M. Khalifé Khalifé . - Je me réjouis de la qualité de nos débats, tant en commission qu'en séance. Au nom des salariés et des élus locaux, je remercie nos collègues, en particulier la présidente de la commission des affaires économiques et le rapporteur pour leur patience et leur écoute. Je remercie aussi Daniel Gremillet pour ses conseils avisés, ainsi que M. le ministre. Le Sénat a rempli sa mission ! (Applaudissements sur les travées du groupe Les Républicains ; M. Jean-François Longeot applaudit également.)
Mme Christine Herzog, rapporteure pour avis de la commission de l'aménagement du territoire et du développement durable . - En de pareils moments, nous sommes fiers de siéger au Sénat. Je remercie tous nos collègues et le Gouvernement. J'espère que la centrale Émile-Huchet a de beaux jours devant elle ! (Applaudissements sur les travées du groupe UC)
Mme Dominique Estrosi Sassone, présidente de la commission des affaires économiques . - Je m'associe aux remerciements qui ont été exprimés, en particulier à l'égard du rapporteur Patrick Chauvet (Applaudissements sur les travées du groupe UC et sur des travées du groupe Les Républicains ; MM. Philippe Grosvalet et Ronan Dantec applaudissent également.) Il n'a pas eu d'autre intention que de consolider juridiquement cette proposition de loi. Je remercie aussi Daniel Gremillet pour son expertise, ainsi que les services de la commission.

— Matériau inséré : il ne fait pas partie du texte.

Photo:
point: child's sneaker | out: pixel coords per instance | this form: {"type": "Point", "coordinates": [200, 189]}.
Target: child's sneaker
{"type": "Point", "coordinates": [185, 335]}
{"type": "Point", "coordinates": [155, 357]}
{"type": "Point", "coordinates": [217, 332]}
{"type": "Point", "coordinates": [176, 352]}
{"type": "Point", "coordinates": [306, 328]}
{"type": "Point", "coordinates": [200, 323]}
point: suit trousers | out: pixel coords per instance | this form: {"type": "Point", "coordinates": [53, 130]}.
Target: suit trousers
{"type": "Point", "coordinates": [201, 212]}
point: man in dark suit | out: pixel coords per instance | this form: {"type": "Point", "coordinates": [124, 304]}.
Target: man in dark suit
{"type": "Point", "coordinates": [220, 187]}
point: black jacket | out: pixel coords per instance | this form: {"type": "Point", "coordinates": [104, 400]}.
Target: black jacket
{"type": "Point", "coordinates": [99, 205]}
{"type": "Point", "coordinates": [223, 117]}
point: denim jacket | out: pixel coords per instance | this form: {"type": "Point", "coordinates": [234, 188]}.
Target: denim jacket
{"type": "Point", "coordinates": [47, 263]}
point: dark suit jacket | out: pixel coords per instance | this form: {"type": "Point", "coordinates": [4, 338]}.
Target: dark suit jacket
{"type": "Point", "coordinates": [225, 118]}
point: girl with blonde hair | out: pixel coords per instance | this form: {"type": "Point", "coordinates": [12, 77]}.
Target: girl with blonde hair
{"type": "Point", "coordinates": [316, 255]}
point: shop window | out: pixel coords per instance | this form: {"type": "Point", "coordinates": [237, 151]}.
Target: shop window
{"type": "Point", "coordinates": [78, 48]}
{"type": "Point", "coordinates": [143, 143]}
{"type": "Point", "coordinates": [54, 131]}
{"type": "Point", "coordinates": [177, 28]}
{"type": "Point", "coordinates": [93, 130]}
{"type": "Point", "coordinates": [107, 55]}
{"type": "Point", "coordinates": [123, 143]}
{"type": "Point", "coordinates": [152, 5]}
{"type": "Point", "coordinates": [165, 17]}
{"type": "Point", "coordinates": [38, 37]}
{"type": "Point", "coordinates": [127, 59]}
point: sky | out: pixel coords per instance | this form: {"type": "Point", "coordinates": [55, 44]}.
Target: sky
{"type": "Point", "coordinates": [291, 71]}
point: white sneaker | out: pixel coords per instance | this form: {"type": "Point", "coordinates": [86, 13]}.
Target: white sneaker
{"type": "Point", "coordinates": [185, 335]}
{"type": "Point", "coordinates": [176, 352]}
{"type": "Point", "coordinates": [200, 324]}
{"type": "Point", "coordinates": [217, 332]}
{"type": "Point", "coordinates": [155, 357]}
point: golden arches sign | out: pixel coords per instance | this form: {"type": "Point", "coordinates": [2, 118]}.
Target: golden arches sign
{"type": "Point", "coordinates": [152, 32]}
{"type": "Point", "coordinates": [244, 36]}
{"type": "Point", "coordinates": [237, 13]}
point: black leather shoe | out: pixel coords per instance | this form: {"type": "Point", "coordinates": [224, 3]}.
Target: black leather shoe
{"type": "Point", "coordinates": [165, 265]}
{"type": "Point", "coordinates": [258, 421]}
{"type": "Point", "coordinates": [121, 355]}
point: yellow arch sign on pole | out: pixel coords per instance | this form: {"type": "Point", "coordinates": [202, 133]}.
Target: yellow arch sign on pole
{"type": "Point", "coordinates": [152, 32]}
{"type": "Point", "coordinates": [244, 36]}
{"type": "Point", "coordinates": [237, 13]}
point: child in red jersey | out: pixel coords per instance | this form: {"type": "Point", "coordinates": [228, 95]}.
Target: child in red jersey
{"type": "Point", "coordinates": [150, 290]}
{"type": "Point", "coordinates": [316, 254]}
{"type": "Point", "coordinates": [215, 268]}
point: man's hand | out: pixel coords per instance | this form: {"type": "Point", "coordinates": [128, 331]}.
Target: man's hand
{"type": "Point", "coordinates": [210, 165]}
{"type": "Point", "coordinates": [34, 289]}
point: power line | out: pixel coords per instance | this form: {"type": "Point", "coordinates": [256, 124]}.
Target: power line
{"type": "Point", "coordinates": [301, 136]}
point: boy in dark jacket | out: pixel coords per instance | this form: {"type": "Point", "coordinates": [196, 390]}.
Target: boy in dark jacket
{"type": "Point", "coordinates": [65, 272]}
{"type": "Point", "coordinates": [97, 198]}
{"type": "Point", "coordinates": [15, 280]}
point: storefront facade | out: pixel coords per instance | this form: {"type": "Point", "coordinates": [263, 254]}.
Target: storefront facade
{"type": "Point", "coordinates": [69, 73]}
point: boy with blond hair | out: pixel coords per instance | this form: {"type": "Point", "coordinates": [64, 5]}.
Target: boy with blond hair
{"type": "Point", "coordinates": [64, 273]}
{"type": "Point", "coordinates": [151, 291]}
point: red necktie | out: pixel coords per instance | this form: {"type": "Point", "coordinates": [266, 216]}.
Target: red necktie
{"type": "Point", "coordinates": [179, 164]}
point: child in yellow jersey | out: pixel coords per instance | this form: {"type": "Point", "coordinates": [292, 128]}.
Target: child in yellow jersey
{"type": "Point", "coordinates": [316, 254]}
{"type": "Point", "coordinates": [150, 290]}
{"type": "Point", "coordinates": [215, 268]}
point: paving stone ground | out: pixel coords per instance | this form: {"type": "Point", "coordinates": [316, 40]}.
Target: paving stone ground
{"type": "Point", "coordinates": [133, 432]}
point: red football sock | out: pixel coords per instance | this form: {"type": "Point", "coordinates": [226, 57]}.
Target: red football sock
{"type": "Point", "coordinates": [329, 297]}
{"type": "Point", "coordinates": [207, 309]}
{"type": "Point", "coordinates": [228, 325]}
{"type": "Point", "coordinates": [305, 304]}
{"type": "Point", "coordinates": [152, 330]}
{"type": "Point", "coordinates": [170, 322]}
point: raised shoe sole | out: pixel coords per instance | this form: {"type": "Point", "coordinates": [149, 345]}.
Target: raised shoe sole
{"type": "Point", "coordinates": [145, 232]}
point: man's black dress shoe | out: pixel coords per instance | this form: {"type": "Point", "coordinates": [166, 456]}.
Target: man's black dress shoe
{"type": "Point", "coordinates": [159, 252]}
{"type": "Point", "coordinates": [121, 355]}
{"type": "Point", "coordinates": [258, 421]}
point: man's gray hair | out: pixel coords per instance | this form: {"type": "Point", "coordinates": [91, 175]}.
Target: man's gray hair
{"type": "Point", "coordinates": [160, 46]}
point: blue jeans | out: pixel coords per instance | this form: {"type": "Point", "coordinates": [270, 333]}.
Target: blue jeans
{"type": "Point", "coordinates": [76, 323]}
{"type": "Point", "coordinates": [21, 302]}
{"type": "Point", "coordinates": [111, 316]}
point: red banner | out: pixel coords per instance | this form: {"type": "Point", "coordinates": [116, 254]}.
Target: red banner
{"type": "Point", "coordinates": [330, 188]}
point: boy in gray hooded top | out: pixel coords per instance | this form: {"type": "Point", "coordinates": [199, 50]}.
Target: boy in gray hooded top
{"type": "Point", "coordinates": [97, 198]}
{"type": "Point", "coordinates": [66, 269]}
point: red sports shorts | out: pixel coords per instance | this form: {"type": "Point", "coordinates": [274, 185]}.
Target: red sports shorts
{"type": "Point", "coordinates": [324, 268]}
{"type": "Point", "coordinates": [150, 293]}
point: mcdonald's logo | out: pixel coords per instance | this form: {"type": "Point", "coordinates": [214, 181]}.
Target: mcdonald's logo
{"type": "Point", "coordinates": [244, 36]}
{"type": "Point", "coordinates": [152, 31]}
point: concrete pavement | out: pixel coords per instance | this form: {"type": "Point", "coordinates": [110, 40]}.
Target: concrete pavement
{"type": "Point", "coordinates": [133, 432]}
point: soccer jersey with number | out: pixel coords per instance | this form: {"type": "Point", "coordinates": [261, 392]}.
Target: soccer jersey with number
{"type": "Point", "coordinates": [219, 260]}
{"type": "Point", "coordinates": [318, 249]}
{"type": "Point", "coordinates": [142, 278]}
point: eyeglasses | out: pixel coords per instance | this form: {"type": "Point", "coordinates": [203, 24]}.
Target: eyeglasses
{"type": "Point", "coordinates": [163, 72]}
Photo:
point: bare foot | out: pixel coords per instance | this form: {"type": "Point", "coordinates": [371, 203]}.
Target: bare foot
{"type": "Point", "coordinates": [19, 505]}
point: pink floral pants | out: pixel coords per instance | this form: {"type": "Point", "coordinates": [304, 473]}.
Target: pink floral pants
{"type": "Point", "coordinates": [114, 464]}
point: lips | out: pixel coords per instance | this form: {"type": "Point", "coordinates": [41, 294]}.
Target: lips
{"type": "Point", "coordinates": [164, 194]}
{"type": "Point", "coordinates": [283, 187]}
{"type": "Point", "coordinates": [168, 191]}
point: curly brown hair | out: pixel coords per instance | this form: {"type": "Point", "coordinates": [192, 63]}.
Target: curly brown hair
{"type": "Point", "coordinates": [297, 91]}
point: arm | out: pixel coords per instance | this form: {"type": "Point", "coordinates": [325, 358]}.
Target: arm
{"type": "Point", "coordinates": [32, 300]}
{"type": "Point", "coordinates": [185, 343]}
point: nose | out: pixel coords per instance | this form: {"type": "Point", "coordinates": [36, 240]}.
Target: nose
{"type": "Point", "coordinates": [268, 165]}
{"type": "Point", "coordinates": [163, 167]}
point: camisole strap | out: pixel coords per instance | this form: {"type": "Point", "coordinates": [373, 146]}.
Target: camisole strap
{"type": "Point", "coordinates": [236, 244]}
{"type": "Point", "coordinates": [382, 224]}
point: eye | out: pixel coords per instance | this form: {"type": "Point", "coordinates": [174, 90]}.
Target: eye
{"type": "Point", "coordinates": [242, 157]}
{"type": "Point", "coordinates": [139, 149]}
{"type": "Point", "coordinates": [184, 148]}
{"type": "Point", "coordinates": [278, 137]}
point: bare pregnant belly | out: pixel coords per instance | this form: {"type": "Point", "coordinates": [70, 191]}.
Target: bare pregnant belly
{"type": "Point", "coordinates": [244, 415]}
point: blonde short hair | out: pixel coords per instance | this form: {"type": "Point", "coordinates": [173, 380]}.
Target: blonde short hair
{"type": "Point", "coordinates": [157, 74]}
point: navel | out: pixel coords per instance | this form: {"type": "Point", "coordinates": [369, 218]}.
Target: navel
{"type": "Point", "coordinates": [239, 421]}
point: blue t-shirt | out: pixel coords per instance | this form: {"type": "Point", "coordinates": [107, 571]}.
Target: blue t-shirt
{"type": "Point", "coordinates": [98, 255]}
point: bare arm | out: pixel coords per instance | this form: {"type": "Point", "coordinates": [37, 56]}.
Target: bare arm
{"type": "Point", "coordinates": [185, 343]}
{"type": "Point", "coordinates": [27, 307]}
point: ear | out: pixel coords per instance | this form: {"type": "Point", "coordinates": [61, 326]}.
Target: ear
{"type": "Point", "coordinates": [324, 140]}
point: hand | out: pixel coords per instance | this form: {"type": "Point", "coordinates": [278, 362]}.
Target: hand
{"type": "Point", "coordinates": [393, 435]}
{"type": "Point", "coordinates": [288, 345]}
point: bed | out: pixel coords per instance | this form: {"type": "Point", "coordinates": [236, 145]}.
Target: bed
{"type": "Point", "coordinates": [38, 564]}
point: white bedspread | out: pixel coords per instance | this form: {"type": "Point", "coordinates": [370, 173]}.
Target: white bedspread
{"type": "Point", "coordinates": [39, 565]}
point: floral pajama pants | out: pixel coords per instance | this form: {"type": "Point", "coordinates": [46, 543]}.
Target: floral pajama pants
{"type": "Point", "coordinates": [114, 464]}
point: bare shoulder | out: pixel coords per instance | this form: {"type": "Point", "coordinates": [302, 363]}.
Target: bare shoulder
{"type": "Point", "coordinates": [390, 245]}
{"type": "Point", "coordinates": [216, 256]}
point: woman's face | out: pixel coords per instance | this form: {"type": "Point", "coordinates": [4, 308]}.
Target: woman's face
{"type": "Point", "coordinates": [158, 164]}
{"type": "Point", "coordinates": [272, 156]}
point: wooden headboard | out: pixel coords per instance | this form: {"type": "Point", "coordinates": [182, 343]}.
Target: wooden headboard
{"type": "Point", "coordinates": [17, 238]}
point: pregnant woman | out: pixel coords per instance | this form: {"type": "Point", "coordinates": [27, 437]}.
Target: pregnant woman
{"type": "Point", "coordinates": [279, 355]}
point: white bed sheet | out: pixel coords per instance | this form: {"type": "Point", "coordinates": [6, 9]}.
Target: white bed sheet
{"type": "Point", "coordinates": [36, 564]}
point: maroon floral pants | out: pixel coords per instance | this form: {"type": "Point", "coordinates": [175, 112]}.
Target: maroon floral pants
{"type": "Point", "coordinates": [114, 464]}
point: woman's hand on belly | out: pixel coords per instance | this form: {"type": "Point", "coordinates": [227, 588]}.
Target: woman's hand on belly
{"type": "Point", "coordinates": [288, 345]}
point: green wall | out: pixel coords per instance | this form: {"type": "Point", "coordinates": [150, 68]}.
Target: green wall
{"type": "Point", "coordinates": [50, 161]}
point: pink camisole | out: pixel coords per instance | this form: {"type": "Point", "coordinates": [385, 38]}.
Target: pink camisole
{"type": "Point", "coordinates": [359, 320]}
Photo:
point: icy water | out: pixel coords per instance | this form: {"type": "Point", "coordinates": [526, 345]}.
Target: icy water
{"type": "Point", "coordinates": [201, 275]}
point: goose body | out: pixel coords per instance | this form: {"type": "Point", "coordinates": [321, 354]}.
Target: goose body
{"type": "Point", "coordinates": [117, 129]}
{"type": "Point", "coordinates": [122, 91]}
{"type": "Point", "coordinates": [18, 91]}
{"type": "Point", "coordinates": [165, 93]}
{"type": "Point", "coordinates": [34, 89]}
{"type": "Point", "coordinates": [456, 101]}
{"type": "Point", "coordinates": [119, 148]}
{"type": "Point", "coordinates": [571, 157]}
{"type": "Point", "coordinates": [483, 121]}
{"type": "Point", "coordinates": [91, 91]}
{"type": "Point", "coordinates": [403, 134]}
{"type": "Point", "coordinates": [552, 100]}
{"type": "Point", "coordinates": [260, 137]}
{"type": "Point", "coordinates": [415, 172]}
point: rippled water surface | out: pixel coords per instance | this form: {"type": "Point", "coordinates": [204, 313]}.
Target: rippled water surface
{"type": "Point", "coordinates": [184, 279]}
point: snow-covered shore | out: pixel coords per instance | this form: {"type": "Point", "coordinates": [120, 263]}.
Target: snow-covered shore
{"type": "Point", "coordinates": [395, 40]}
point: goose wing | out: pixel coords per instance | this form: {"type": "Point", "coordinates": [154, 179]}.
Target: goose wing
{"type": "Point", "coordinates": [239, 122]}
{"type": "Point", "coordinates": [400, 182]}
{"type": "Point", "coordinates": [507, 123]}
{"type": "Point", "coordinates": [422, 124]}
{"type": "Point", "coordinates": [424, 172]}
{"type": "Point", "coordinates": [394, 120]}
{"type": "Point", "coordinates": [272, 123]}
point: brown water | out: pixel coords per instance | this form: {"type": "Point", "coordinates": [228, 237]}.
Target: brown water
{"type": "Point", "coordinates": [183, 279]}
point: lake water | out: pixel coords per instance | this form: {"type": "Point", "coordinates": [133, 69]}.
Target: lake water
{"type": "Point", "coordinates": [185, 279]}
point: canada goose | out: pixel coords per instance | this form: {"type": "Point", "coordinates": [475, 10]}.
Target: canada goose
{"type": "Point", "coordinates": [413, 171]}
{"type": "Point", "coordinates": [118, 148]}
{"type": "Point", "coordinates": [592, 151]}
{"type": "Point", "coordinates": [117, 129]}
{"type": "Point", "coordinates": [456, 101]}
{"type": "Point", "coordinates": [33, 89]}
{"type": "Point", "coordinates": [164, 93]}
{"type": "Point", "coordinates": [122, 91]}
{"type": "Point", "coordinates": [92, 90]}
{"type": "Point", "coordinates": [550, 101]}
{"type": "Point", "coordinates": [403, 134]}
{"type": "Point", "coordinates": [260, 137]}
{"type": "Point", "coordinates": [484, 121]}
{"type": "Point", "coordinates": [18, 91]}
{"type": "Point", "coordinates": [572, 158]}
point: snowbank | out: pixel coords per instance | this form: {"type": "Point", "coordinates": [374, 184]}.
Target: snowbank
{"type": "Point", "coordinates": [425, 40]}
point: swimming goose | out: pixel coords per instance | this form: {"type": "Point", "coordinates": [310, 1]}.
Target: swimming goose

Monsieur Longeot, madame Herzog, le chemin a été sinueux, mais nous sommes parvenus à un résultat.
Ce texte sera examiné par l'Assemblée nationale le 7 avril : j'espère une issue positive, le cas échéant après une commission mixte paritaire.
Je remercie nos collègues mosellans et tiens à dire à ceux de Loire-Atlantique que, si nous avons introduit l'article 4, c'est parce que nous avons entendu leurs interpellations répétées sur la centrale de Cordemais. Monsieur Dantec, je suis d'accord avec vous : vous voyez que tout arrive ! (Sourires)
Je forme le voeu que ce texte ouvre à la Moselle, mais aussi à la Loire-Atlantique, un avenir plus serein, avec des emplois et un dynamisme local préservés. (Applaudissements sur de nombreuses travées à droite et au centre)
La proposition de loi, modifiée, est adoptée.
La séance est suspendue quelques instants.